MOTIFS DE LA DÉCISION :
A titre liminaire, et en application de l’article 37 de l’ordonnance n°2021-1192 du 15 septembre 2021, il y a lieu de préciser qu’il sera fait application des dispositions du code civil et du code de la consommation dans leur version antérieure à l’entrée en vigueur de l’ordonnance n°2021-1192 du 15 septembre 2021 portant réforme du droit des sûretés, les contrats de cautionnement ayant été conclu les 17 octobre 2018 et 19 décembre 2019.
1/ Sur la nullité du cautionnement souscrit le 17 octobre 2018
L’article L. 331-1 du code de la consommation prévoit que " Toute personne physique qui s’engage par acte sous seing privé en qualité de caution envers un créancier professionnel fait précéder sa signature de la mention manuscrite suivante et uniquement de celle-ci :
« En me portant caution de X……………….., dans la limite de la somme de……………….. couvrant le paiement du principal, des intérêts et, le cas échéant, des pénalités ou intérêts de retard et pour la durée de……………….., je m’engage à rembourser au prêteur les sommes dues sur mes revenus et mes biens si X……………….. n’y satisfait pas lui-même. » .
Il résulte de ce texte que la mention manuscrite doit précéder la signature de la caution et que l’apposition d’un paraphe après ladite mention ne permet pas de suppléer l’absence de signature (Com., 23 octobre 2019, n° 18-11.825 ; Com., 8 septembre 2021, n° 19-16.012Com., 15 mars 2023, n° 21-21.840).
L’article L. 343-1 du même code dispose que « les formalités définies à l’article L. 331-1 sont prévues à peine de nullité ».
En l’espèce, il résulte de l’acte de cautionnement souscrit par M. [W] [J] le 17 octobre 2018, que celui-ci a apposé sa signature avant la mention manuscrite prescrite à l’article L. 331-1 du code de la consommation et qu’il a apposé un paraphe immédiatement après ladite mention.

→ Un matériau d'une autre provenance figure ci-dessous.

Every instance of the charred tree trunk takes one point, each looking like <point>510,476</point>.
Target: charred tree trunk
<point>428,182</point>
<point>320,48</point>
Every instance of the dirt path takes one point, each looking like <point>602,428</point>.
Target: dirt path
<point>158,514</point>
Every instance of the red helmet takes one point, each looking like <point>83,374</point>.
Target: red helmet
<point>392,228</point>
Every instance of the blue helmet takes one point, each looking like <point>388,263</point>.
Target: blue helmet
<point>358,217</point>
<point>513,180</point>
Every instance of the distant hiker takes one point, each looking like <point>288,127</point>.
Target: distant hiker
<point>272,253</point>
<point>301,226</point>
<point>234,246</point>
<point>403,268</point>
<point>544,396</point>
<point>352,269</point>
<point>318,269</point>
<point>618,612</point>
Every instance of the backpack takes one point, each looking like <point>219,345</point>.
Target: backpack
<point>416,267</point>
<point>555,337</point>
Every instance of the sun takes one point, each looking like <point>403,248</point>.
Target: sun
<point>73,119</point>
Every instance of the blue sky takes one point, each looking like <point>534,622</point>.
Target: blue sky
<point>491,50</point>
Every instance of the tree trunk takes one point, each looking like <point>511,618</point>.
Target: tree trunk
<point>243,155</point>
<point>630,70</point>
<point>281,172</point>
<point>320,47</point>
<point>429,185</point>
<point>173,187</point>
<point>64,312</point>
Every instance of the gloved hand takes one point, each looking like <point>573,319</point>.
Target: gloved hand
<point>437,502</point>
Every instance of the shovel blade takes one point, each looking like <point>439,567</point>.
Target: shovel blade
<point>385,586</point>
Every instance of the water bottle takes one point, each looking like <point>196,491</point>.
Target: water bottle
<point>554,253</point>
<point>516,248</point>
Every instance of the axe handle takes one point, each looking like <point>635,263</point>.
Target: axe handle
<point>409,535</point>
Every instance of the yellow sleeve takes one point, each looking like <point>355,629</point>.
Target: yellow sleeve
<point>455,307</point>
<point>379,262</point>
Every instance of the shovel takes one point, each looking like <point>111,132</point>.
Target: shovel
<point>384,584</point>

Toutefois, M. [W] [J] n’a pas réitéré sa signature, au terme de sa reproduction manuscrite, alors que l’imprimé laissait largement la place au souscripteur pour signer sous la mention.
De plus, l’apposition d’un paraphe ne peut suppléer l’absence de sa signature à la suite de la mention manuscrite.

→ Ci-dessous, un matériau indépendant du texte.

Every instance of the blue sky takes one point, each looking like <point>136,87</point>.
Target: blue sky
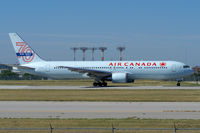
<point>149,29</point>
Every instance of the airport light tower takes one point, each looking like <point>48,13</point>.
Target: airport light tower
<point>102,52</point>
<point>121,49</point>
<point>83,49</point>
<point>74,49</point>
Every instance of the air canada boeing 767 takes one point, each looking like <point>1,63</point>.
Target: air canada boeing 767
<point>100,71</point>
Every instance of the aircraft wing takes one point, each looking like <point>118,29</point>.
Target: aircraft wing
<point>90,72</point>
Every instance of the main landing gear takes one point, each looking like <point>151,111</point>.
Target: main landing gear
<point>100,84</point>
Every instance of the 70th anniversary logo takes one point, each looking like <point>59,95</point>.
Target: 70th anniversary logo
<point>25,52</point>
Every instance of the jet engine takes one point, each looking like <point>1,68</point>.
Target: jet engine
<point>121,78</point>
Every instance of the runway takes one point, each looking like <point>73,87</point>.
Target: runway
<point>90,87</point>
<point>154,110</point>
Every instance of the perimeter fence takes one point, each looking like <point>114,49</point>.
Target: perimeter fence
<point>99,130</point>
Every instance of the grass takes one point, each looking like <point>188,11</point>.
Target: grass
<point>101,95</point>
<point>98,123</point>
<point>89,83</point>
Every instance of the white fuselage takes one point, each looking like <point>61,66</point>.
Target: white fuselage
<point>136,69</point>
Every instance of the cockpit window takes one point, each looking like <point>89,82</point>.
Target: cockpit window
<point>186,66</point>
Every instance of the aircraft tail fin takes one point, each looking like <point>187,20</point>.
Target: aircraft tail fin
<point>25,54</point>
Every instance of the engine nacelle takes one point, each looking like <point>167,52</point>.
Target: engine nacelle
<point>121,78</point>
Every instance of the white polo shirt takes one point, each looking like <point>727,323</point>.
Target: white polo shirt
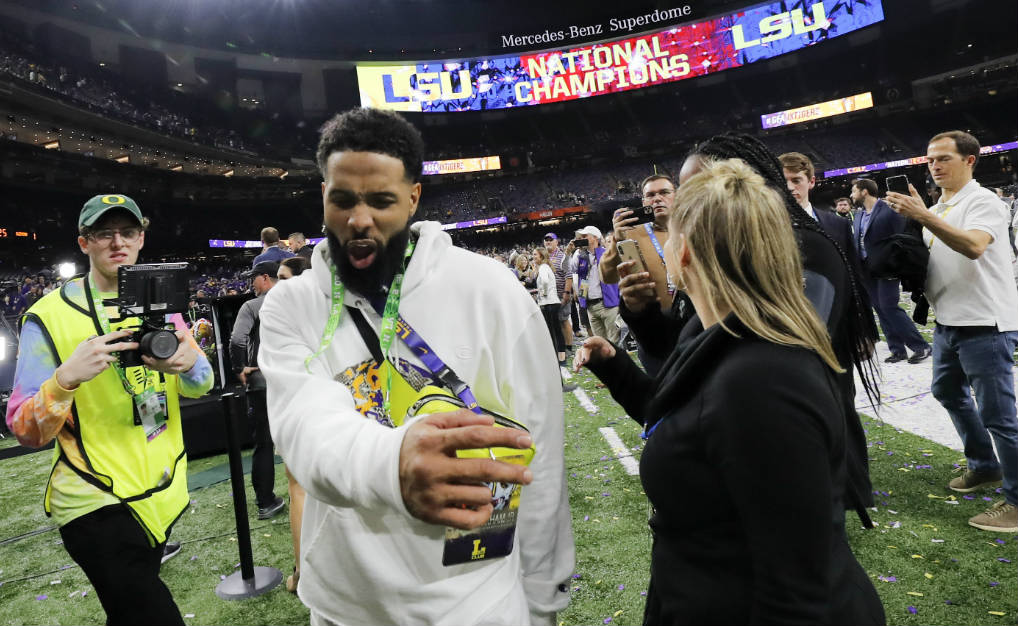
<point>967,292</point>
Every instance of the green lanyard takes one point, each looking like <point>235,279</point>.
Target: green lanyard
<point>104,324</point>
<point>389,317</point>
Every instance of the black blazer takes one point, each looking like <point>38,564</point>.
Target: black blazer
<point>884,222</point>
<point>754,434</point>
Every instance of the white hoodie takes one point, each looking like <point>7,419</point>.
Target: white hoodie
<point>364,560</point>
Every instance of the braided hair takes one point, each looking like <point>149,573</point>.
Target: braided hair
<point>861,332</point>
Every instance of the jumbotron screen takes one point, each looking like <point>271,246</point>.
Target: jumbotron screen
<point>757,33</point>
<point>817,111</point>
<point>459,166</point>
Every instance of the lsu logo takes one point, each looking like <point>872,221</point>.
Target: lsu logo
<point>782,25</point>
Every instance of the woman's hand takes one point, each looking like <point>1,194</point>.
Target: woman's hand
<point>595,350</point>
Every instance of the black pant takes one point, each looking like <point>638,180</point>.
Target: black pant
<point>551,313</point>
<point>264,457</point>
<point>113,551</point>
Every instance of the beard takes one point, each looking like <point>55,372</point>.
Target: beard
<point>376,278</point>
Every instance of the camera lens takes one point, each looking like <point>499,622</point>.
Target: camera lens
<point>159,344</point>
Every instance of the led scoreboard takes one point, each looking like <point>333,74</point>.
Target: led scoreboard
<point>685,51</point>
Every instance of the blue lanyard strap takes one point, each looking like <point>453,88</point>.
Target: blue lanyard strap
<point>654,239</point>
<point>437,366</point>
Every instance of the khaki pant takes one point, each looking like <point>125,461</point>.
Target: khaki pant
<point>603,321</point>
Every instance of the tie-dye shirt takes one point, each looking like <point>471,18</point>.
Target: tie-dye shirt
<point>39,409</point>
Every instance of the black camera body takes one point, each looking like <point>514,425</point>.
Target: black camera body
<point>151,291</point>
<point>153,339</point>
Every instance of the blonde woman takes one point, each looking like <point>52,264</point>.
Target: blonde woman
<point>745,421</point>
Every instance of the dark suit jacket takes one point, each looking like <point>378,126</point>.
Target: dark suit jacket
<point>884,222</point>
<point>838,227</point>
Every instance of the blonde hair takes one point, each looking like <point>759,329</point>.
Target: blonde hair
<point>745,255</point>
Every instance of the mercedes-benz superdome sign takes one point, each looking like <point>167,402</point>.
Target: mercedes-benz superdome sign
<point>679,52</point>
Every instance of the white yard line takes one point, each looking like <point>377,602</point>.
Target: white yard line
<point>584,401</point>
<point>621,452</point>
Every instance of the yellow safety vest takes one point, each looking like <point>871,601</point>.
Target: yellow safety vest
<point>151,477</point>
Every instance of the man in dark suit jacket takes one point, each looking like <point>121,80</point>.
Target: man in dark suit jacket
<point>800,176</point>
<point>877,221</point>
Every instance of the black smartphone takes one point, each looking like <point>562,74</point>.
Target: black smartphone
<point>898,184</point>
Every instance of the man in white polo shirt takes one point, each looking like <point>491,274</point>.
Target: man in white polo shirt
<point>973,294</point>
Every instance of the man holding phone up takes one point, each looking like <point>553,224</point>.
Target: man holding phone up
<point>642,286</point>
<point>970,287</point>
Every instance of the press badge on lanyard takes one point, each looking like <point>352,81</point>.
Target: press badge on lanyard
<point>151,407</point>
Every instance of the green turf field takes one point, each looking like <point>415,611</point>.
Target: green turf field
<point>927,564</point>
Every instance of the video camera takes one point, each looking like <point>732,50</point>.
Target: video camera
<point>151,291</point>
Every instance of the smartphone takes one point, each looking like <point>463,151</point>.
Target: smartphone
<point>629,250</point>
<point>898,184</point>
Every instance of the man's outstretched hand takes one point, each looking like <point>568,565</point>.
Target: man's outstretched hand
<point>441,489</point>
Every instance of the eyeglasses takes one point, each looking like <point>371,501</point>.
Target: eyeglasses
<point>662,192</point>
<point>127,235</point>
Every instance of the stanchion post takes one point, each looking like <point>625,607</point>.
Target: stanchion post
<point>250,580</point>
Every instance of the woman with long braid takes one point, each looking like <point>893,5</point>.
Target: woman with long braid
<point>832,287</point>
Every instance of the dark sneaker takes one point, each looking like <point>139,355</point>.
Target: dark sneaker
<point>170,550</point>
<point>1002,517</point>
<point>971,480</point>
<point>272,510</point>
<point>921,355</point>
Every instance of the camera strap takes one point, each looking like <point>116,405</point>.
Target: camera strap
<point>103,320</point>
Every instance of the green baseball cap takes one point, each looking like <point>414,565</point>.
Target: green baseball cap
<point>99,205</point>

Par ailleurs, si la société Lyonnaise de banque considère que la signature de la caution apposée avant la mention manuscrite n’altère pas le sens et la portée de son engagement dès lors qu’elle est suivie immédiatement du paraphe de celle-ci, ce moyen est inopérant.
Dès lors, faute de respecter le formalisme prescrit à l’article L. 331-1 du code de la consommation, l’engagement de M. [W] [J], en qualité de caution, souscrit le 17 octobre 2018 est nul.

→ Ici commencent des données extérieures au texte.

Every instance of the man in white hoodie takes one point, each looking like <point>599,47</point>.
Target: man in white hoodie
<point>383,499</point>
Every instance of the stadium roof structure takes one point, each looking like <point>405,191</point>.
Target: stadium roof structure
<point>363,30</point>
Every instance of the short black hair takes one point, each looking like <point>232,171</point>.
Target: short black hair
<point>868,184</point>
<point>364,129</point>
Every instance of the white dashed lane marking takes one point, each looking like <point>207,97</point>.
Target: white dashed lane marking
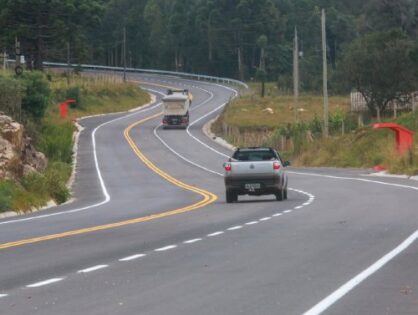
<point>94,268</point>
<point>43,283</point>
<point>192,241</point>
<point>216,234</point>
<point>234,228</point>
<point>163,249</point>
<point>133,257</point>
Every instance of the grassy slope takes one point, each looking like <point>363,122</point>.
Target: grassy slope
<point>362,148</point>
<point>54,137</point>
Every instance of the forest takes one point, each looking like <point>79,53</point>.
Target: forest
<point>216,37</point>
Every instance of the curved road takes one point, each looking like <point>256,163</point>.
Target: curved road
<point>150,232</point>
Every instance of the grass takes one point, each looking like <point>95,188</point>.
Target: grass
<point>54,136</point>
<point>97,95</point>
<point>254,112</point>
<point>247,122</point>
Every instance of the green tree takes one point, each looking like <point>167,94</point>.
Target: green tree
<point>382,68</point>
<point>36,96</point>
<point>44,26</point>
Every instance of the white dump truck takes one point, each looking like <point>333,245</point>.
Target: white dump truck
<point>176,107</point>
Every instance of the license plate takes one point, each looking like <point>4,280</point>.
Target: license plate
<point>252,187</point>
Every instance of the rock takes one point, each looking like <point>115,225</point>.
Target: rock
<point>18,157</point>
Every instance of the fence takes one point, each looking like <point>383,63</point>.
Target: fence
<point>198,77</point>
<point>359,104</point>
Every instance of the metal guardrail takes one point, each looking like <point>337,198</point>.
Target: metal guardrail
<point>199,77</point>
<point>192,76</point>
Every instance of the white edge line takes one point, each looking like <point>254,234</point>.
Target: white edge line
<point>99,174</point>
<point>43,283</point>
<point>94,268</point>
<point>348,286</point>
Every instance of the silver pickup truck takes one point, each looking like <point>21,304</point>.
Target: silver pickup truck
<point>255,172</point>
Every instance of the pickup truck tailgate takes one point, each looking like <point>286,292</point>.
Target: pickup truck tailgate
<point>248,169</point>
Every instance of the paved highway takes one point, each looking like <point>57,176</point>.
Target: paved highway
<point>150,232</point>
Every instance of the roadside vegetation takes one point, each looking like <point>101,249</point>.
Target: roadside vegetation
<point>40,95</point>
<point>270,121</point>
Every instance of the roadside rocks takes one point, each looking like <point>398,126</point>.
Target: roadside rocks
<point>18,157</point>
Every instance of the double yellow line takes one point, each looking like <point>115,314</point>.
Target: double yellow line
<point>207,198</point>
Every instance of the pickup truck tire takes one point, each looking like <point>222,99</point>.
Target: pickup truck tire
<point>231,197</point>
<point>279,195</point>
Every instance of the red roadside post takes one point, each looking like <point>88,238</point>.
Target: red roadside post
<point>64,108</point>
<point>404,137</point>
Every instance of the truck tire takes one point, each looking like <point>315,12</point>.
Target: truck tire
<point>279,195</point>
<point>231,197</point>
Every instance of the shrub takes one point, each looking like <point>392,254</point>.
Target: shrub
<point>56,178</point>
<point>75,94</point>
<point>37,95</point>
<point>7,189</point>
<point>56,140</point>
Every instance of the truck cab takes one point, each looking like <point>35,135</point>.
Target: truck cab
<point>176,109</point>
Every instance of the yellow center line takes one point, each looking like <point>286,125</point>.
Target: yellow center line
<point>207,198</point>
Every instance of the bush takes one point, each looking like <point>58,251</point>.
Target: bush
<point>37,95</point>
<point>75,94</point>
<point>7,189</point>
<point>56,140</point>
<point>56,178</point>
<point>11,92</point>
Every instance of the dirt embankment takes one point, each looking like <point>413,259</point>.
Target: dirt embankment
<point>18,156</point>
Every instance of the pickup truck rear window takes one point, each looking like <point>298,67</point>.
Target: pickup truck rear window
<point>254,156</point>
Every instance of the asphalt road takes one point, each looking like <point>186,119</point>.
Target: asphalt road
<point>150,232</point>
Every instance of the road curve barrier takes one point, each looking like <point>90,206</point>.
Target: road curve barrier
<point>192,76</point>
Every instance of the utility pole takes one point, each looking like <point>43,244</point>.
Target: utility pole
<point>4,59</point>
<point>240,66</point>
<point>124,54</point>
<point>18,52</point>
<point>68,63</point>
<point>296,75</point>
<point>325,73</point>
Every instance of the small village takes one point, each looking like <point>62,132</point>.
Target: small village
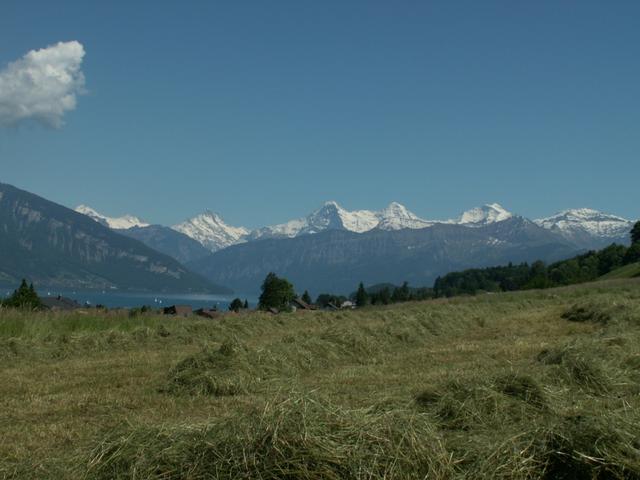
<point>59,303</point>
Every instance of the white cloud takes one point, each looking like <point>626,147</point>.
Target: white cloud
<point>42,85</point>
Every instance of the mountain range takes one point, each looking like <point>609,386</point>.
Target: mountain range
<point>584,227</point>
<point>54,246</point>
<point>332,248</point>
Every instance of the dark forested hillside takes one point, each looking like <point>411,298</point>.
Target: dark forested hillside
<point>335,261</point>
<point>53,245</point>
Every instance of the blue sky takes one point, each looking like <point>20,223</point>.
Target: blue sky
<point>263,110</point>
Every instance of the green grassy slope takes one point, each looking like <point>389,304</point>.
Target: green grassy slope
<point>628,271</point>
<point>536,384</point>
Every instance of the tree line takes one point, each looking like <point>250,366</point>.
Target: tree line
<point>582,268</point>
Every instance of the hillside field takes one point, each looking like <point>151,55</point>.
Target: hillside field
<point>628,271</point>
<point>524,385</point>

En conséquence, il convient d’infirmer le jugement déféré en ce qu’il a débouté M. [W] [J] de sa demande en nullité du cautionnement souscrit le 17 octobre 2018.
Statuant à nouveau, il conviendra de déclarer nul le cautionnement souscrit par M. [W] [J] le 17 octobre 2018.
2/ Sur l’inexistence du cautionnement souscrit le 19 décembre 2019 en garantie de l’emprunt de 50 000 euros
En l’espèce, l’avenant sous seing privé du 7 avril 2020 au contrat de prêt du 19 décembre 2019 a eu pour effet de modifier les modalités de remboursement par la mise en place de paliers, sans que le montant de l’engagement de cautionnement souscrit par M. [W] [J], dans la limite de 30 000 euros couvrant principal, intérêts et, le cas échéant, pénalités ou intérêts de retard, ne soit modifié, de sorte que lesdites modifications sont sans incidence sur l’étendue de l’engagement de caution, l’avenant précisant, en outre, qu’il n’emporte « aucune novation au contrat initial dont toutes les autres conditions non expressément modifiées, et notamment les garanties, demeurent inchangées ».
Ainsi, il n’y avait pas lieu de souscrire un nouveau cautionnement à la suite de cet avenant.
Par ailleurs, le fait que l’épouse de la caution ne soit pas intervenue à l’acte est sans incidence sur sa validité et influe seulement sur la consistance des biens engagés.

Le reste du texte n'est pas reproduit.